I have hope for the ones who look for their voices. But found or not, I teach them all. I teach them all, even as opportunities for storytelling shrink because doing plays with the hours of connection and memorization and raw material construction takes up too much time that could be spent learning to build more robots, to build the future without the story of the past.
Sometimes I catch a look of panic in a student’s eyes because they know, because they sense, that there’s something not right about not being able to imagine their humanity. But then it’s often ground down by the constant wheel of expectation. Gratefully, we all reach for our phones to dull it down.
I have spent years teaching them to identify their emotions, a skill now codified and fashionable in response to the mental health crisis we call modern society. Discipline has mostly been replaced with “wellness”, as if the only acceptable commentary on the system is to stem the tide of panic because there is no way to turn off its faucet. As if we have to choose between molding decent people and literally keeping them alive- because we do.
Nobody talks about it. Teacher meetings as always are full of eduspeak, and now therapyspeak—but our rooms rarely stop to acknowledge the quandary we all find ourselves in: being held up by machines while the story continues to shift around us. We bought into STEM, and forgot its counterbalance, so we pull its strings with increasingly weary hands and wonder why it doesn’t yield the promised wealth of well-being that we all thought it would.

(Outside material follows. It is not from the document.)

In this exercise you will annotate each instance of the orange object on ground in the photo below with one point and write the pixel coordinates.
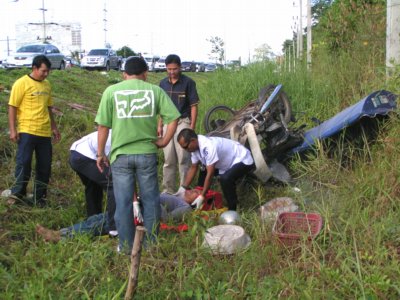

My students are baffled as to why they can’t conquer theater as a series of mechanical processes, why they can’t create a good performance merely from externals they superimpose on their still-growing selves. They understand performance as saying words and making gestures and wearing and carrying the external trappings of what they call character. And they cannot fathom a performance that exists without a green-screen environment to calibrate human perception and experience.
They cannot fathom it because they live here.